No Wieroos come up from the beginning⁠—all are born of the Wieroo fathers and Galu mothers who are cos-ata-lo, and there are very few of the latter owing to the long and precarious stages of development. Seven generations of the same ancestor must come up from the beginning before a cos-ata-lu child may be born; and when one considers the frightful dangers that surround the vital spark from the moment it leaves the warm pool where it has been deposited to float down to the sea amid the voracious creatures that swarm the surface and the deeps and the almost equally unthinkable trials of its effort to survive after it once becomes a land animal and starts northward through the horrors of the Caspakian jungles and forests, it is plainly a wonder that even a single babe has ever been born to a Galu woman.

Seven cycles it requires before the seventh Galu can complete the seventh danger-infested circle since its first Galu ancestor achieved the state of Galu. For ages before, the ancestors of this first Galu may have developed from a Band-lu or Bo-lu egg without ever once completing the whole circle⁠—that is from a Galu egg, back to a fully developed Galu.

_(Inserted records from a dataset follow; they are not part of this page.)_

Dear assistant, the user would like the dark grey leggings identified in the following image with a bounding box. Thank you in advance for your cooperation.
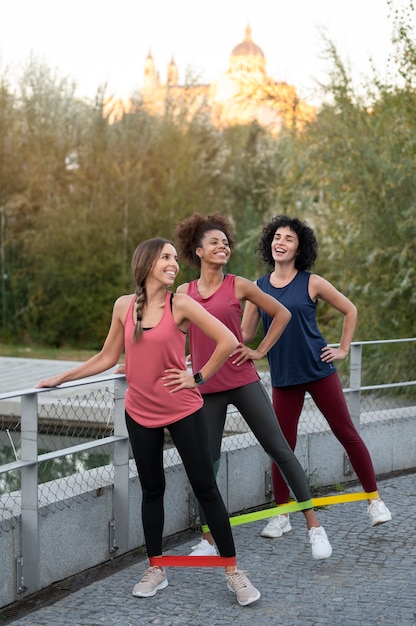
[199,381,311,524]
[126,409,235,557]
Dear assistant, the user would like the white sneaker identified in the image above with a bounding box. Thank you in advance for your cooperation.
[261,515,292,539]
[189,539,217,556]
[308,526,332,560]
[367,499,391,526]
[226,569,260,606]
[132,567,168,598]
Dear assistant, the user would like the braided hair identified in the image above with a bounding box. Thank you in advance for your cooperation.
[131,237,173,343]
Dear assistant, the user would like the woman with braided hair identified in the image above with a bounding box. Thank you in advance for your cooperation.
[175,213,332,559]
[37,238,260,606]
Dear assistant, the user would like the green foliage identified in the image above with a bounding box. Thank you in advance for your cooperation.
[0,2,416,349]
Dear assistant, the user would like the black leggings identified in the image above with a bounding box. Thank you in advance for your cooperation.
[126,409,235,557]
[200,381,311,532]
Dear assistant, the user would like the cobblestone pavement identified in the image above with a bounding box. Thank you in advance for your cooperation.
[0,473,416,626]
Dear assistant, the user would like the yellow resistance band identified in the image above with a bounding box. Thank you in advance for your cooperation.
[202,491,378,533]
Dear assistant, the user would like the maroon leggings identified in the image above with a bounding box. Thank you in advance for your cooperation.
[272,372,377,504]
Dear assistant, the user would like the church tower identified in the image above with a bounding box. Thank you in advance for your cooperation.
[143,50,159,95]
[166,57,178,87]
[228,25,267,82]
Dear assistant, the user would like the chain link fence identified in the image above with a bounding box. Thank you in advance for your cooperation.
[0,340,416,528]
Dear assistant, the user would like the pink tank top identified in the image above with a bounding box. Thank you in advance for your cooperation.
[188,274,260,394]
[124,292,203,428]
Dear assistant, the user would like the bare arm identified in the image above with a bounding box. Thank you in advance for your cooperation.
[164,293,238,392]
[309,274,358,363]
[234,276,292,365]
[36,296,127,387]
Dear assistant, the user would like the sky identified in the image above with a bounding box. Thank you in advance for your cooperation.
[0,0,409,103]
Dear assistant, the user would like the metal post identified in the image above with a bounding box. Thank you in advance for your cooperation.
[18,393,40,593]
[110,378,129,554]
[349,343,362,430]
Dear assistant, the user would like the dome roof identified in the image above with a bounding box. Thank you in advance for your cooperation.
[231,26,264,58]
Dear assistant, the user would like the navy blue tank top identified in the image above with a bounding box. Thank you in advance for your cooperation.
[257,271,336,387]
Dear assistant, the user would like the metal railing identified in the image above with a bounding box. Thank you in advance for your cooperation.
[0,338,416,593]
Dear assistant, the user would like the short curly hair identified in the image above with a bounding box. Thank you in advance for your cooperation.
[174,213,234,267]
[256,215,318,270]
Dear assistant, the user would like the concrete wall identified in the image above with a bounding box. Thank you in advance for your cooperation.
[0,412,416,607]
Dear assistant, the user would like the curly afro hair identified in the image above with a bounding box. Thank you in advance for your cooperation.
[256,215,318,270]
[174,213,234,267]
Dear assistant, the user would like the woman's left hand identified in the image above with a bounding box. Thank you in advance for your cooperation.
[230,343,262,365]
[162,368,198,393]
[321,346,348,363]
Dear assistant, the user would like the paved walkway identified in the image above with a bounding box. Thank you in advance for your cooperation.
[0,474,416,626]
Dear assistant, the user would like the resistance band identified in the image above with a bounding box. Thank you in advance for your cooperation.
[149,491,378,567]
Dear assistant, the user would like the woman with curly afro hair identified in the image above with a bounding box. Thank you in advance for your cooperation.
[175,213,332,559]
[242,215,391,538]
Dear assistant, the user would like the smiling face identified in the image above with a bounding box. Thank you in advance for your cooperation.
[196,230,231,266]
[152,243,179,286]
[271,226,299,263]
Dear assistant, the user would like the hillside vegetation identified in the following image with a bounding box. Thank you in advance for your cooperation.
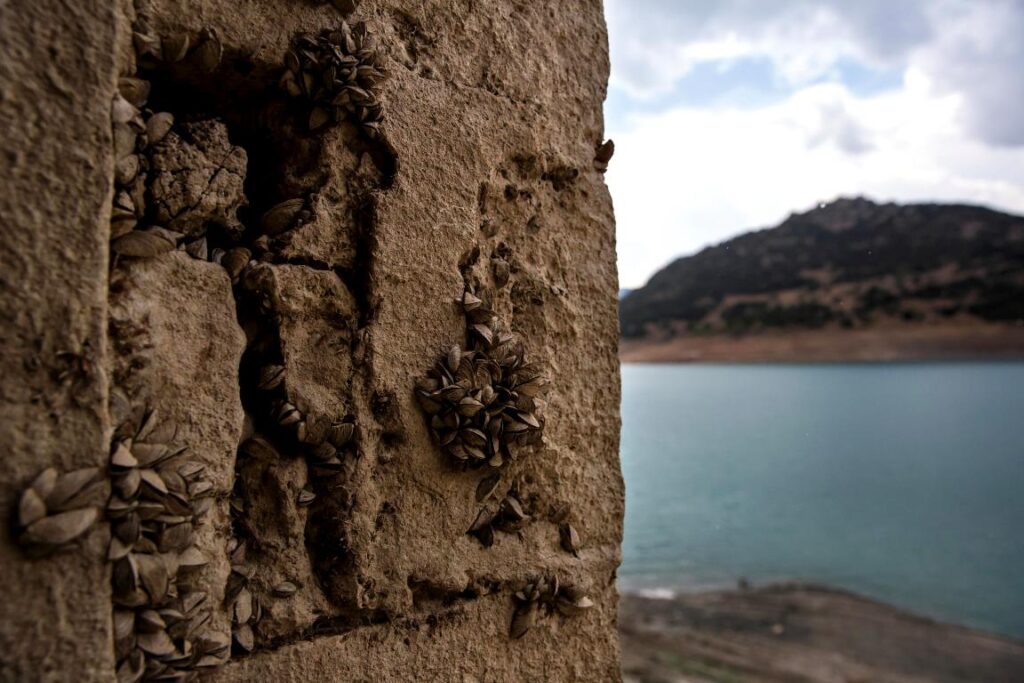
[620,198,1024,341]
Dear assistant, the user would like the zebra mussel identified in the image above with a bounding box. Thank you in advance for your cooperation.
[17,467,104,557]
[466,492,530,548]
[132,18,224,74]
[509,575,594,640]
[224,539,263,652]
[105,410,230,683]
[280,22,387,138]
[111,87,184,258]
[416,290,548,467]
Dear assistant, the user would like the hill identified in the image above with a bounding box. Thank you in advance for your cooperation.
[620,198,1024,360]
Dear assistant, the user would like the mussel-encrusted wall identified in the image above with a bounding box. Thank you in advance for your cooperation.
[0,0,623,682]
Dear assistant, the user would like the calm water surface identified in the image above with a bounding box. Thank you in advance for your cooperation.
[620,364,1024,637]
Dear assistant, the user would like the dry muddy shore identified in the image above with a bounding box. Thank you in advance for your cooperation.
[618,584,1024,683]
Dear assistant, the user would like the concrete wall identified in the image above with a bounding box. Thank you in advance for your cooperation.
[0,0,623,681]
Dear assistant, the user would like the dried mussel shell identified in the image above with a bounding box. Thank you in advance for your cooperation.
[416,291,547,467]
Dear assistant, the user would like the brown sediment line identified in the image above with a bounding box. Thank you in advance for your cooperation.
[618,324,1024,362]
[618,584,1024,683]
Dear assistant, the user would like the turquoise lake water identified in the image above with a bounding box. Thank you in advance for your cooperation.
[620,362,1024,638]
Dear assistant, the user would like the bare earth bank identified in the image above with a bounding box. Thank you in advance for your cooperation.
[618,324,1024,362]
[618,584,1024,683]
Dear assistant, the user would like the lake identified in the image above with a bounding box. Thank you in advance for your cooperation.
[620,362,1024,637]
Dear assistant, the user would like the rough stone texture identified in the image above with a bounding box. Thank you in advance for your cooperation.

Bradley’s head was whirling before he even commenced to grasp the complexities of Caspakian evolution; but as the truth slowly filtered into his understanding⁠—as gradually it became possible for him to visualize the scheme, it appeared simpler. In fact, it seemed even less difficult of comprehension than that with which he was familiar.

For several minutes after An-Tak ceased speaking, his voice having trailed off weakly into silence, neither spoke again. Then the Galu recommenced his, “Food! Food! There is a way out!” Bradley tossed him another bit of dried meat, waiting patiently until he had eaten it, this time more slowly.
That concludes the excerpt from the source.